Frank Pasquale proposes four rules for robots. The first rule is “Robots Should Complement Rather than Substitute for Professionals.” I suspect that violates Aziz Huq’s “right to a well-calibrated machine decision.”
Ben Thompson dives even deeper into tech and anti-trust. His main conclusion is that while the FTC and DOJ may have Google, Amazon, Apple, and Facebook in the crosshairs, other than Google, he thinks there’s likely no basis for a successful claim against any of them under current anti-trust law.

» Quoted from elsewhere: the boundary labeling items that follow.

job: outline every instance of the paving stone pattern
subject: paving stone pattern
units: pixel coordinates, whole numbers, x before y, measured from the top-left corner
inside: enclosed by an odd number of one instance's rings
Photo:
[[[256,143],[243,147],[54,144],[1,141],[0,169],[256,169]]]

Mike Masnick reminds us again that content moderation at scale is impossible. I’m usually inclined to agree with Masnick, and I think he’s one of the smartest people out there on tech policy-related issues. But I think he’s engaging in hyperbole here. Content moderation at scale will forever be messy and imperfect. It will produce false positives and false negatives. But as Twitter found out the hard way, engaging in no content moderation is an untenable situation for a major platform. All major platforms have no choice but to moderate and their content-moderation decisions will be justifiably be scrutinized. That’s the reality of being big and being a medium for sharing information on the internet, now and for the foreseeable future.
Law review articles:
Clark D. Asay writes about Artificial Stupidity. Rather than analyzing current developments in modest, limited, “narrow” artificial intelligence, Asay analyzes the policy choices that might help lead to general artificial intelligence.